Adam Back, co-fondateur de Blockstream, a répété à plusieurs reprises que même dans le pire des scénarios, il n’y aurait pas de pertes financières immédiates ou de défaillance du réseau. La proposition d’amélioration de Bitcoin appelée BIP-360 a prévu une migration vers un format d’adresse résistant à l’informatique quantique, permettant une transition progressive bien avant que la menace crédible ne se concrétise.
Les développeurs soulignent que ce type de transition prendra plusieurs années, et non dans le cadre d’un cycle de marché — rendant l’explication par l’informatique quantique très peu probable pour expliquer une chute de Bitcoin à court terme.
La finance traditionnelle s’exprime, mais le calendrier reste lointain
Certains acteurs du secteur financier traditionnel maintiennent que l’informatique quantique demeure une considération importante pour l’avenir. Christopher Wood, stratégiste chez Jefferies, a récemment exclu Bitcoin de son portefeuille modèle, évoquant le risque à long terme que représente l’informatique quantique parmi d’autres préoccupations.

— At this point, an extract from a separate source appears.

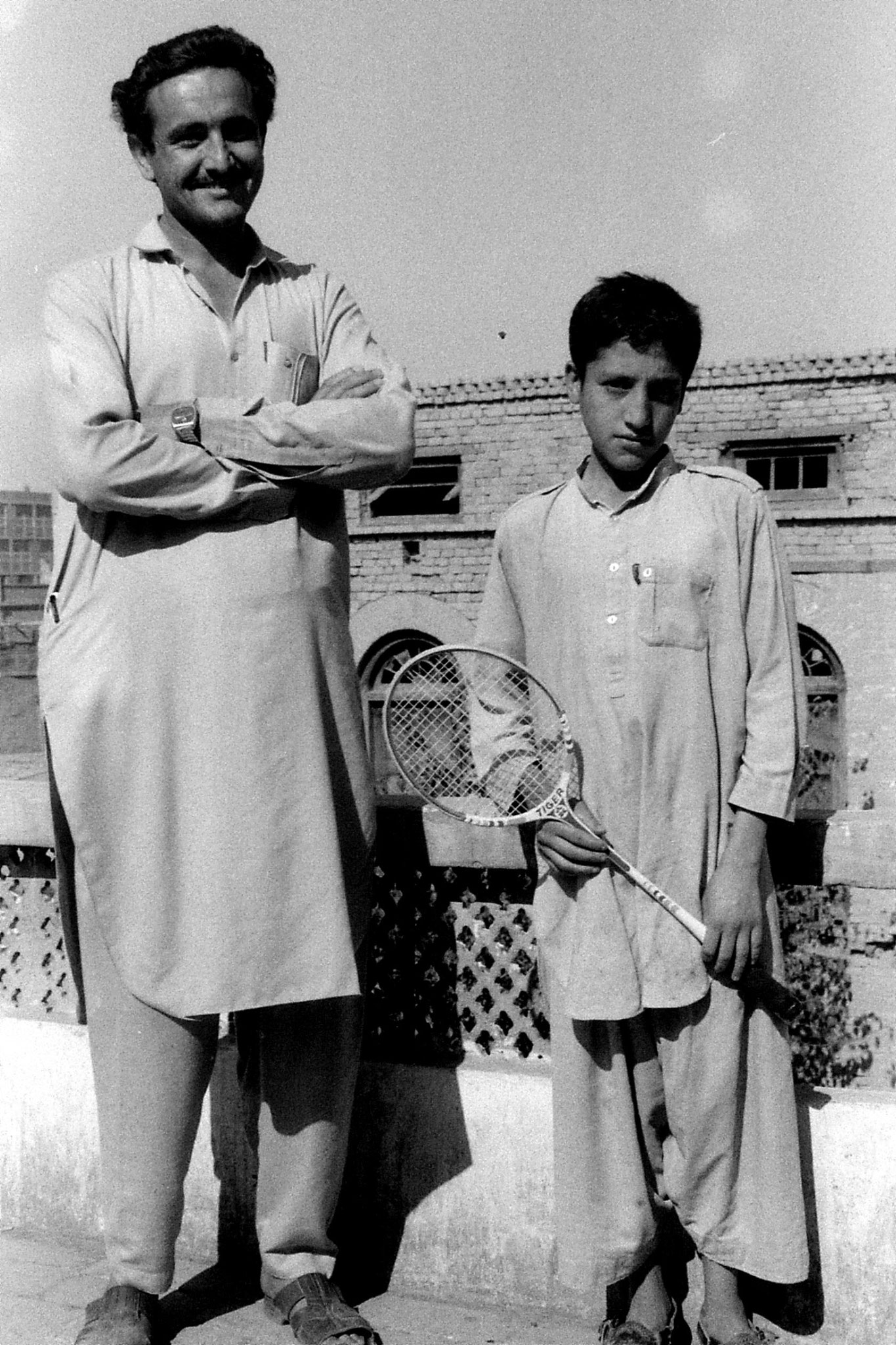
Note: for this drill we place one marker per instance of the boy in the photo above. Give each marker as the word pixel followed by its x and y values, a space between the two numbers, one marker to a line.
pixel 653 600
pixel 199 688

Cependant, les analystes du secteur notent que le principal défi n’est pas de savoir si Bitcoin pourra s’adapter à ces changements — mais combien de temps cela prendra si une adaptation est nécessaire. Le calendrier s’étend sur des décennies, et non sur quelques trimestres ou années.
Bitcoin piégé dans un cycle macro : privilégier les niveaux techniques plutôt que les risques existentiels
Pour l’instant, les acteurs du marché s’accordent à dire que Bitcoin reste dans un environnement piloté par la dynamique macroéconomique, notamment :
Dans ce contexte, les traders se concentrent davantage sur les niveaux techniques clés que sur la anticipation de risques existentiels lointains. Bitcoin doit regagner la zone de résistance de 91 000 $ à 93 500 $ pour retrouver une dynamique positive. En cas d’échec, le support se répartit dans la zone de 85 000 $ à 88 000 $.
Selon Cointelegraph et l’analyse du marché actuel (au 30 janvier 2026), le BTC se négocie autour de 84 200 $ avec une volatilité sur 24 heures de -0,41 %, indiquant que la pression reste dominante. Jusqu’à ce que la politique monétaire soit plus claire ou que la situation géopolitique s’améliore, Bitcoin devrait continuer à suivre le mouvement plutôt qu’à en définir la tendance — tandis que l’or continue de bénéficier de la transformation historique de l’allocation de capitaux des investisseurs mondiaux.